In my family, I was the ‘sick’ one.  Spent a lot of time in bed.  At almost 91, I’m still trying to overcome the fear and loneliness of being different.

It doesn’t help that from the moment of my birth I was a disappointment to my parents.  I was the first grandchild and everyone wanted a boy.  My brother, who arrived eleven months later,  got all the attention and admiration from our extended family.  I took it for granted I was definitely inferior and didn’t deserve more than what I got.

It also didn’t help that my mother was only seventeen when I was born.  She quit school and went to work after her father and brother died of pneumonia. She, her mother and her sister had to live with relatives.  She married my dad when she was sixteen and became pregnant shortly afterward.  She missed a great deal of her childhood.  Except for my brother, Buddy, Mother never liked children.  Nor animals.
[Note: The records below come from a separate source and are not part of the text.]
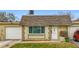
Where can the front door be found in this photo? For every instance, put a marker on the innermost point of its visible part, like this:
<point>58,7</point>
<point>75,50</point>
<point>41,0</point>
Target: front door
<point>54,33</point>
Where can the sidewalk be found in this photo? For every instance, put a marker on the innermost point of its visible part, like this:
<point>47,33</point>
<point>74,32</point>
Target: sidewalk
<point>6,44</point>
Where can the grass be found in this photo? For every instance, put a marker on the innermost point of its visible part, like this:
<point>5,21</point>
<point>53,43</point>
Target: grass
<point>44,45</point>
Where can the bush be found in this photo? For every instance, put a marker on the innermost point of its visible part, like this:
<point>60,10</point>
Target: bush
<point>66,39</point>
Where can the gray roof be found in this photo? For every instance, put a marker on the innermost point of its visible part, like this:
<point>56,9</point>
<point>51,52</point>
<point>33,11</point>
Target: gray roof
<point>44,20</point>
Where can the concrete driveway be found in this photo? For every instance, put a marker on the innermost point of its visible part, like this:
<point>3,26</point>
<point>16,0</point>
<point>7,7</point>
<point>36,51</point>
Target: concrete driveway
<point>5,44</point>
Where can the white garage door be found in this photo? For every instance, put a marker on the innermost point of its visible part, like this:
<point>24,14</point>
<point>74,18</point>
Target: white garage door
<point>72,30</point>
<point>54,33</point>
<point>13,33</point>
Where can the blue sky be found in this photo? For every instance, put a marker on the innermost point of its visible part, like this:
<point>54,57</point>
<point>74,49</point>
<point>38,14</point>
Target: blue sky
<point>19,13</point>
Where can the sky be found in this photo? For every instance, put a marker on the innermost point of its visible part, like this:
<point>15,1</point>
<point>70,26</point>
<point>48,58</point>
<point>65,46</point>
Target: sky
<point>20,13</point>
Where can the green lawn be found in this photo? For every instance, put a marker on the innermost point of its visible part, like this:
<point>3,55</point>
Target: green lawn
<point>44,45</point>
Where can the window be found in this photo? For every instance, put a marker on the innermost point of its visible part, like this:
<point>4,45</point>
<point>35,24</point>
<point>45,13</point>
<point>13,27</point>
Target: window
<point>36,29</point>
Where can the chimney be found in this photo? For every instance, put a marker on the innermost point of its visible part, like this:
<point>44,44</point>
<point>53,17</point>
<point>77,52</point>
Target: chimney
<point>31,12</point>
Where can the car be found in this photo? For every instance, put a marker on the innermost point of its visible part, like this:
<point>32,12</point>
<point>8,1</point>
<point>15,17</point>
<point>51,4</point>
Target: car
<point>76,36</point>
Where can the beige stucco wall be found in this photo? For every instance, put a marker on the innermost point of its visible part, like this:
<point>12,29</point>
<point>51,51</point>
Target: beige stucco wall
<point>42,36</point>
<point>3,26</point>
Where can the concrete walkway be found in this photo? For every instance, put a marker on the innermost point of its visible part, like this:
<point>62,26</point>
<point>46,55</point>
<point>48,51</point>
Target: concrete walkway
<point>6,44</point>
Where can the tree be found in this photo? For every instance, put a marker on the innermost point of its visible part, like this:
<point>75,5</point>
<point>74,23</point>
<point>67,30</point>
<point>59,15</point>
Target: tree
<point>7,16</point>
<point>66,12</point>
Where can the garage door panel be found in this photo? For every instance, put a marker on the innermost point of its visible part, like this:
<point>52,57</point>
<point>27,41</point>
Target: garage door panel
<point>14,33</point>
<point>72,30</point>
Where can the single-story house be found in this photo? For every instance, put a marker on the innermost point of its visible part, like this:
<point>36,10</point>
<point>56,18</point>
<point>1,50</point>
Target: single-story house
<point>39,27</point>
<point>73,28</point>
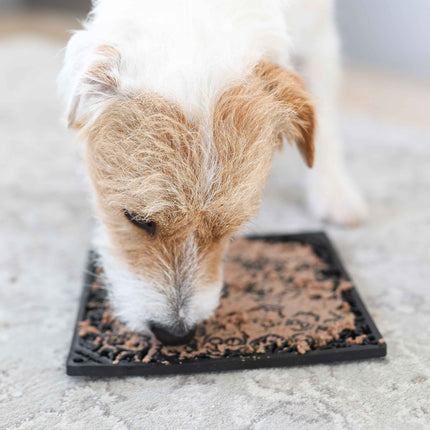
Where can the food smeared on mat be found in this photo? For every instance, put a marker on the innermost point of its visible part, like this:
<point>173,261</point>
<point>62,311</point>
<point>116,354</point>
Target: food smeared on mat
<point>277,297</point>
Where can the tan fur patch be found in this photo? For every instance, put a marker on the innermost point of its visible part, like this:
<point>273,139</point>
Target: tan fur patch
<point>196,178</point>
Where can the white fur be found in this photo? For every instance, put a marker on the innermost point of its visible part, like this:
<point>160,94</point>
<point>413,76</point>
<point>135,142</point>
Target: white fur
<point>138,301</point>
<point>188,51</point>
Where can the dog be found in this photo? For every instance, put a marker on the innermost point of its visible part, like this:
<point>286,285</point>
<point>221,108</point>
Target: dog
<point>182,107</point>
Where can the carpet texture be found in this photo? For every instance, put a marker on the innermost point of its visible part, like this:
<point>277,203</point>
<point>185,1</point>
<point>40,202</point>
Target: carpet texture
<point>45,223</point>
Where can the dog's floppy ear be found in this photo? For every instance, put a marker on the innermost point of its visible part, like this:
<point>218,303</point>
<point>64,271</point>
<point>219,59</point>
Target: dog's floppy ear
<point>98,84</point>
<point>291,107</point>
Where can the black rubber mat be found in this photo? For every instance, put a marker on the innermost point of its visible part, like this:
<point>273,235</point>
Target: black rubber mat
<point>87,358</point>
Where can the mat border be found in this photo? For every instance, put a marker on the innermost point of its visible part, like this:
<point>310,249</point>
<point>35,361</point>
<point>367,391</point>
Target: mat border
<point>103,367</point>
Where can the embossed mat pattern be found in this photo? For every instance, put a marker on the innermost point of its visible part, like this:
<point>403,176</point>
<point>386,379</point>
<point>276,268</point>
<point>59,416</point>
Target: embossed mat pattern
<point>331,324</point>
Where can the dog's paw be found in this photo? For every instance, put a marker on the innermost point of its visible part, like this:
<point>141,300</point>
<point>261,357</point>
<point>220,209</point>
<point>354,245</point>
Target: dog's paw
<point>335,199</point>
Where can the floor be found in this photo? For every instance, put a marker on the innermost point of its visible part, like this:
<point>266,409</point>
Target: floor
<point>45,221</point>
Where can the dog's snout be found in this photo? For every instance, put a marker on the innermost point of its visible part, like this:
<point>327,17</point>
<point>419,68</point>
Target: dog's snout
<point>172,335</point>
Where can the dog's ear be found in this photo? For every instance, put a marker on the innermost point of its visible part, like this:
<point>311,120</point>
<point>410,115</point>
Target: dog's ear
<point>98,84</point>
<point>290,106</point>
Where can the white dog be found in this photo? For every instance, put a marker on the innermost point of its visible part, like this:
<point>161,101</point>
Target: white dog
<point>182,105</point>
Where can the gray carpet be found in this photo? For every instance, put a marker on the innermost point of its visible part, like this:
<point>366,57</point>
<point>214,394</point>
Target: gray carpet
<point>44,225</point>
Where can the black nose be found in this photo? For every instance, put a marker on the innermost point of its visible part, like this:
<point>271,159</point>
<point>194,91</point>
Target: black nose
<point>172,336</point>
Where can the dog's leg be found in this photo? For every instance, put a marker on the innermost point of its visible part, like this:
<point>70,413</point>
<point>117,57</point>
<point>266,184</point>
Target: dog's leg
<point>332,195</point>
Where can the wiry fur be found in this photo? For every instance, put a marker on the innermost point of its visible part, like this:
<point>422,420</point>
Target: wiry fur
<point>181,124</point>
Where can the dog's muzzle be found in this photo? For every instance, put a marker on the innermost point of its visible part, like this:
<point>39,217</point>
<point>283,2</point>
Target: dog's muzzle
<point>172,336</point>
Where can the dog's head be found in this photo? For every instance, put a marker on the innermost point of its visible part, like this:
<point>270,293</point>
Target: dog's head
<point>172,187</point>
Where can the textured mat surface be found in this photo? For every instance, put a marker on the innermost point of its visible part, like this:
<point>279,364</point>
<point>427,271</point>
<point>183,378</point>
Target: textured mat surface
<point>45,223</point>
<point>287,301</point>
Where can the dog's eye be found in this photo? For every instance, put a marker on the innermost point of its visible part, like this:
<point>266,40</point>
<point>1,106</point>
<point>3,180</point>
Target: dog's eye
<point>148,226</point>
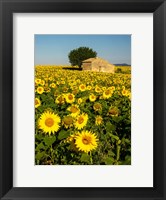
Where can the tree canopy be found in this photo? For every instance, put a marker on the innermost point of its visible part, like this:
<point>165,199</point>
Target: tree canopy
<point>76,56</point>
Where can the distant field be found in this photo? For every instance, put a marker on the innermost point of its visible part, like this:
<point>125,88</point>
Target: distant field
<point>82,117</point>
<point>123,69</point>
<point>118,69</point>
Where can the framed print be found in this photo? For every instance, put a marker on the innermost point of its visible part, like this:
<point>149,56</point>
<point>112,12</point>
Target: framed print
<point>82,99</point>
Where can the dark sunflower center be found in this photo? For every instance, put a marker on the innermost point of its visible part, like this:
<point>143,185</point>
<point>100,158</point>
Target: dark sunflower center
<point>70,97</point>
<point>80,120</point>
<point>82,87</point>
<point>36,102</point>
<point>49,122</point>
<point>68,121</point>
<point>107,92</point>
<point>74,109</point>
<point>86,141</point>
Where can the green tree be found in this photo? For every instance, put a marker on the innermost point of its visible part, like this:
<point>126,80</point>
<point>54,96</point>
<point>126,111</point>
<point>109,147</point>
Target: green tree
<point>76,56</point>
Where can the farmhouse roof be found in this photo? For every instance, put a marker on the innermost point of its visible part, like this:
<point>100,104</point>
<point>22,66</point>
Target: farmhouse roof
<point>89,60</point>
<point>97,59</point>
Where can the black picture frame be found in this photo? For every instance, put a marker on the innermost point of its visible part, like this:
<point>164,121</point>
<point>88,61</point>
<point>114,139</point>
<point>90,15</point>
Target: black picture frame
<point>7,8</point>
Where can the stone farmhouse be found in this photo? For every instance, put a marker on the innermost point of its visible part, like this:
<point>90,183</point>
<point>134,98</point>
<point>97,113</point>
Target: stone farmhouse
<point>97,64</point>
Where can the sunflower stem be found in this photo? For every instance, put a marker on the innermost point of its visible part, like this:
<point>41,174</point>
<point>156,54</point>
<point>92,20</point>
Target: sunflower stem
<point>91,160</point>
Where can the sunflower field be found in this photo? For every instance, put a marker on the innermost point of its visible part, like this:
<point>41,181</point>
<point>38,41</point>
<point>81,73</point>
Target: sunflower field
<point>82,117</point>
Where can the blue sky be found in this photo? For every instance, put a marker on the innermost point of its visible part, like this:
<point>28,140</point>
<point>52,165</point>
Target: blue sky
<point>54,49</point>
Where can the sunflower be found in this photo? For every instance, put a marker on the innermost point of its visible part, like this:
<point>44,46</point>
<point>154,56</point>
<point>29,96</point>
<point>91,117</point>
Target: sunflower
<point>113,111</point>
<point>92,97</point>
<point>81,121</point>
<point>37,102</point>
<point>79,100</point>
<point>74,109</point>
<point>89,87</point>
<point>107,94</point>
<point>97,89</point>
<point>98,120</point>
<point>49,122</point>
<point>40,90</point>
<point>60,99</point>
<point>42,82</point>
<point>67,121</point>
<point>82,87</point>
<point>124,92</point>
<point>97,107</point>
<point>70,98</point>
<point>86,141</point>
<point>37,80</point>
<point>53,85</point>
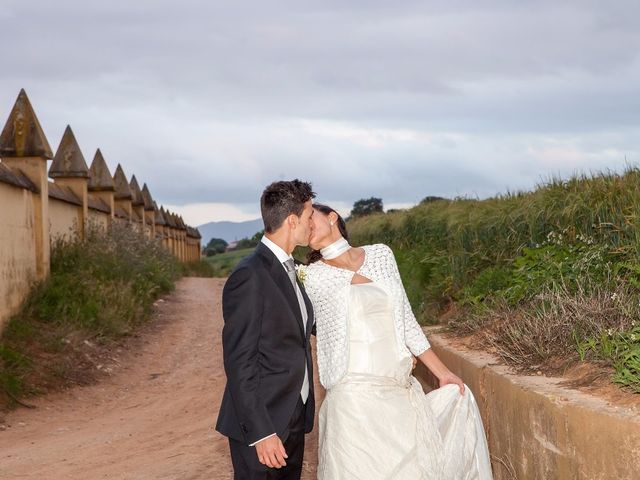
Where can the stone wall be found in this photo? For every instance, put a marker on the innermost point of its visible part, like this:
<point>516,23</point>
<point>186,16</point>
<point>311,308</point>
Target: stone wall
<point>538,429</point>
<point>35,211</point>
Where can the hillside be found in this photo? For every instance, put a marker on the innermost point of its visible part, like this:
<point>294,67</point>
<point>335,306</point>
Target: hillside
<point>546,279</point>
<point>229,231</point>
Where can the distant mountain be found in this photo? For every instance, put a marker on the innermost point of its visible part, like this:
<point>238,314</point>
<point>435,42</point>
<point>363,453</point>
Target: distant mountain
<point>229,231</point>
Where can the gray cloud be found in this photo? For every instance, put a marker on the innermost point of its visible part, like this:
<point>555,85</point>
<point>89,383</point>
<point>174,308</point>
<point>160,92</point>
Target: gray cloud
<point>209,101</point>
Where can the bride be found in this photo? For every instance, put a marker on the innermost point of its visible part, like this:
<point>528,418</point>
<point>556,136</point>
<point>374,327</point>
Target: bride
<point>376,422</point>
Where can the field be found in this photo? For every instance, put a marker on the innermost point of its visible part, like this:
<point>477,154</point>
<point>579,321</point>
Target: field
<point>546,279</point>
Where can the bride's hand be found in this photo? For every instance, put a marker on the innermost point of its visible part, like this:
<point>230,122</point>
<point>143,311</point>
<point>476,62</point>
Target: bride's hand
<point>451,379</point>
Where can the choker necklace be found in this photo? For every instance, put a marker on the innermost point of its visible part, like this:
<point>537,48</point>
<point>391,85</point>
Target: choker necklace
<point>336,249</point>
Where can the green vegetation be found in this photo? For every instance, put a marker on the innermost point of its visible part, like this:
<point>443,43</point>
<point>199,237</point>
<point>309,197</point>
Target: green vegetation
<point>549,277</point>
<point>99,290</point>
<point>215,246</point>
<point>223,263</point>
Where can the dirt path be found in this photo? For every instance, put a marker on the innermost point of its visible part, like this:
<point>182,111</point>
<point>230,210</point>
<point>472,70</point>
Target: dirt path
<point>153,418</point>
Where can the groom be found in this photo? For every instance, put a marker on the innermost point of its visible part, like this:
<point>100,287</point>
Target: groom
<point>268,403</point>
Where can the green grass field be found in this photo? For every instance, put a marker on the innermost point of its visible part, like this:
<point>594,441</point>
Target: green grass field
<point>224,263</point>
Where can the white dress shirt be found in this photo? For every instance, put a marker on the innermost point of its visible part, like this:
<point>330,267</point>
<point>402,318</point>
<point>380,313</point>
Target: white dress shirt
<point>282,257</point>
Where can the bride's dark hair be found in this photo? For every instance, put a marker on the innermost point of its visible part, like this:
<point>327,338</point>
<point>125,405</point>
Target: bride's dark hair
<point>315,255</point>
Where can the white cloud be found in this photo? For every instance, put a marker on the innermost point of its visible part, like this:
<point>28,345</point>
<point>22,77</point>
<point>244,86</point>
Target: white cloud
<point>208,102</point>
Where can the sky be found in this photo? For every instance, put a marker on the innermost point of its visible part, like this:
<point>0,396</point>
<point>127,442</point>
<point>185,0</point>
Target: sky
<point>208,101</point>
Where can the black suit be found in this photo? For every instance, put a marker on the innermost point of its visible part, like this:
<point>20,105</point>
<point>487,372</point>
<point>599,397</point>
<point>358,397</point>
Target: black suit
<point>265,352</point>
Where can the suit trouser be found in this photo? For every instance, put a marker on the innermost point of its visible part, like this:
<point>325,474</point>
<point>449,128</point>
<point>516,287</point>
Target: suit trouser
<point>245,459</point>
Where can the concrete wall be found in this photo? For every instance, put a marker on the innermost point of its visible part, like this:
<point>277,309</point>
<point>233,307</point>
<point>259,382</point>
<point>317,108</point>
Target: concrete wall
<point>64,219</point>
<point>538,429</point>
<point>17,244</point>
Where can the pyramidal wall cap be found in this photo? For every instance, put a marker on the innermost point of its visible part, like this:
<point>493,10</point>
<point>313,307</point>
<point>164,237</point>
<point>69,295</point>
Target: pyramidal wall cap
<point>22,135</point>
<point>99,176</point>
<point>123,192</point>
<point>68,160</point>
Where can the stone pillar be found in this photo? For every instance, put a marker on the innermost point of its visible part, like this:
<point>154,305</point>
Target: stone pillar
<point>24,147</point>
<point>69,169</point>
<point>122,194</point>
<point>101,183</point>
<point>137,204</point>
<point>149,211</point>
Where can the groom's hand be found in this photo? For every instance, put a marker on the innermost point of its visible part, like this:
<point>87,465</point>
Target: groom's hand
<point>271,452</point>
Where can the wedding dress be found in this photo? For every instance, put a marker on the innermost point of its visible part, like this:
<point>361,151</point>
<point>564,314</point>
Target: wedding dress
<point>377,423</point>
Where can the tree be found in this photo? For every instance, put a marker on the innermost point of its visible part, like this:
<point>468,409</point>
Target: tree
<point>431,199</point>
<point>215,245</point>
<point>367,207</point>
<point>250,242</point>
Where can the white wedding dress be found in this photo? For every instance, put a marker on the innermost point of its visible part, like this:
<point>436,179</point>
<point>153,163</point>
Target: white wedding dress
<point>377,423</point>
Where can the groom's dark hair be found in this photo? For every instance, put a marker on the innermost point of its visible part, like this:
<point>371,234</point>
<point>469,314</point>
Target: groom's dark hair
<point>281,199</point>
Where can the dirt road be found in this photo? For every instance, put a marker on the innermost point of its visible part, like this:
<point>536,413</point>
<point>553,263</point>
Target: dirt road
<point>152,418</point>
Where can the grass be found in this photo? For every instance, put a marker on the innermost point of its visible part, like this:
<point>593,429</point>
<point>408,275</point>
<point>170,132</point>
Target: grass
<point>98,291</point>
<point>549,277</point>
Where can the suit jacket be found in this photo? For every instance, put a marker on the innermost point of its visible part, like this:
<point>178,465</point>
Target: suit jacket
<point>265,350</point>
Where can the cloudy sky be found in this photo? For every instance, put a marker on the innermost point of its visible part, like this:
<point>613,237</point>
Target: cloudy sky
<point>208,101</point>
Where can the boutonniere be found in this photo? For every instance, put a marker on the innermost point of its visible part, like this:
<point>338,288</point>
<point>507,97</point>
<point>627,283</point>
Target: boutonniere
<point>301,271</point>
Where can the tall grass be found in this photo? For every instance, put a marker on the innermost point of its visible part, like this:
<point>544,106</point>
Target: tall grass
<point>488,257</point>
<point>99,288</point>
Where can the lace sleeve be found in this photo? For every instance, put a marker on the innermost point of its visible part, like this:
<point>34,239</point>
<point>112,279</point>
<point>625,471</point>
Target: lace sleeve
<point>414,338</point>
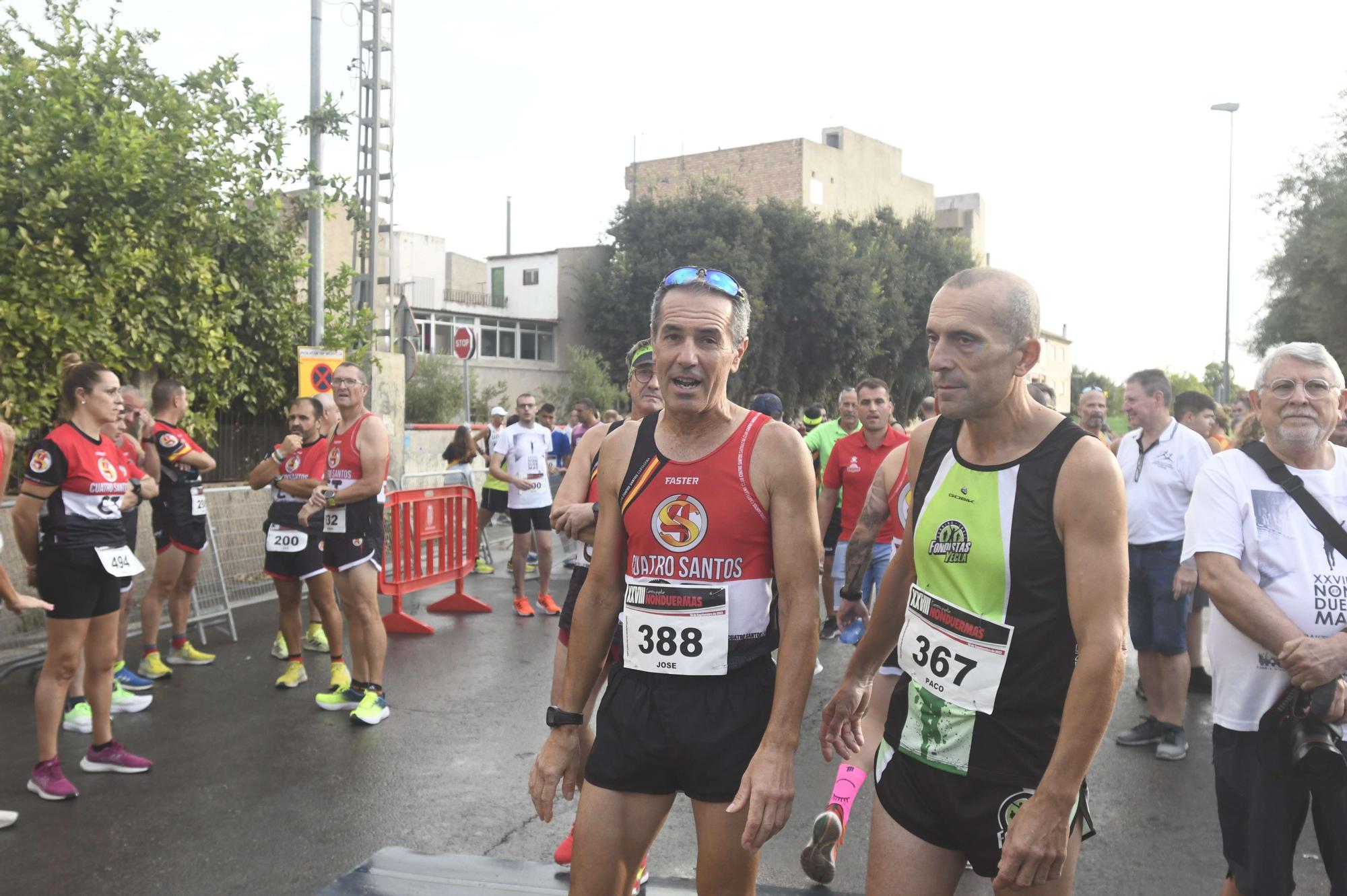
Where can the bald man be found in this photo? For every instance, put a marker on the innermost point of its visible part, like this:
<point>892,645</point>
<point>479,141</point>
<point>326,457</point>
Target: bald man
<point>1001,716</point>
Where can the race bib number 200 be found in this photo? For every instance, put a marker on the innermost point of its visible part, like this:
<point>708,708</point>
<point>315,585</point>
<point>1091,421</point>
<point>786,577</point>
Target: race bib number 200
<point>954,653</point>
<point>677,630</point>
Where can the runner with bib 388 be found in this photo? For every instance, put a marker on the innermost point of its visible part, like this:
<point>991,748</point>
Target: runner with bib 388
<point>1008,606</point>
<point>700,508</point>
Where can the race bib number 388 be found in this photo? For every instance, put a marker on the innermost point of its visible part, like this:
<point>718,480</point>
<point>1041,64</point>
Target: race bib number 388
<point>677,630</point>
<point>954,653</point>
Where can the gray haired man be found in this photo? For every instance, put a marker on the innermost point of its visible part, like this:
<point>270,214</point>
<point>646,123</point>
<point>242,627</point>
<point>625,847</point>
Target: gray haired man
<point>1276,587</point>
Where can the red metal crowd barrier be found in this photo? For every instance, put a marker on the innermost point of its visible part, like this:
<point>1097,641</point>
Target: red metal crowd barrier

It didn’t help either that I was never hugged, kissed nor told that I was pretty or good.  Neither Mother nor Dad were demonstrative.  They didn’t play with us or read to us.   Mother was busy having babies and doing housework and Dad was engaged with starting a new construction company with his dad.  Mother noticed me only to punish or criticize.  Dad didn’t seem to notice I was even there  But my parents took good care of us physically and they were not abusive.  Mother attended all the school performances.  She took good care of me when I was sick.  I just accepted that she loved me.

But I didn’t feel completely safe.  I seemed to realize there were areas of my life where my mother couldn’t, or wouldn’t, save me.

This feeling may be explained by something that happened a few short months after my birth.  Mother sent me out of state to live with my maternal grandmother until after the birth of my brother.  Then shortly after his birth, I was sent to live with an aunt while she had major surgery and recovered.  I don’t remember those times, of course, but the experience of being tossed from one stranger (to me) to another, must have done nothing to make me feel secure.  Then when I was settled permanently at home, Mother was busy with my baby brother.

My saving grace was that my maternal grandmother, Bertie May Smith, and Mother’s sister (my aunt), Ching, genuinely cared about me and made me feel special when I was with them.